Shopping online from the comfort of your desk chair is certainly easier than traveling to a store and lugging home heavy bags. But for all its effortlessness, online shopping falls short when it comes to finding something you weren’t looking for but would like to buy. Recommendation systems, such as those built by Amazon, try to uncover these gems, but many fall short of appropriately catering to an individual shopper.
Now a Seattle-based startup called Cleverset thinks it has the secret to the next-generation recommendation system: a type of computer modeling found mainly in artificial-intelligence research labs. Cleverset’s system weighs the importance of the relationship among individual shoppers, their behavior on the site, the behavior of similar shoppers, and external factors such as seasons, holidays, and events like the Super Bowl. Using these ever-changing relationships, Cleverset’s system serves up products that are statistically likely to match what the customer will find interesting.
Online retailers can have millions of products in their warehouses, but a consumer only has a limited view of what’s available when she comes to a site, says Bruce D’Ambrosio, Cleverset’s founder and a professor of electrical engineering and computer science at Oregon State University. “You’ve got gigabytes of stuff behind your website,” he says, “and you only have a megapixel of display.” The challenge for most online stores is finding the best products and information to show in that tiny space on the screen.

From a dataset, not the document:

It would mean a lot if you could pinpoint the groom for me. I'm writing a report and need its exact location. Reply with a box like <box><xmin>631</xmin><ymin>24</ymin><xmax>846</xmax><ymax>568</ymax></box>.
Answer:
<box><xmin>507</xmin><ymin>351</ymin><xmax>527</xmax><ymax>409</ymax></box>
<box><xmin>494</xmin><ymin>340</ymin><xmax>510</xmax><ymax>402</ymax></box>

Recommendation systems have been around for nearly as long as online retail sites have existed, and each varies slightly in its approach. Many systems just match products to people by looking at the products that others have bought. For instance, if you are looking at a blender, and people who bought the blender also bought a toaster oven, then the system would suggest a toaster oven to you. The problem here, says D’Ambrosio, is that all this analysis of purchases happens offline, and the system has no awareness of what a consumer is trying to accomplish at that specific point in time.
Cleverset uses an approach called statistical relational modeling, developed in the past decade, in which each piece of information in a data set is linked together based on its relationship to every other piece of information. This contrasts with the previous view of looking at data as if in an Excel spreadsheet, where everything carries an equal weight.
Statistical relational modeling has, for the most part, stayed cooped up in research labs. It’s been used to develop technologies such as natural-language processing (to extract relationships from text), bioinformatics (to find relationships between genes and proteins), and computer vision (to help robots see scenes as collections of related items). Daphne Koller, a professor of computer science at Stanford University, says that statistical relational modeling is good in these instances because there is a lot of uncertainly within the data sets. Relationships can be established, she says, and then statistics must be used to determine the likelihood and importance of each relationship.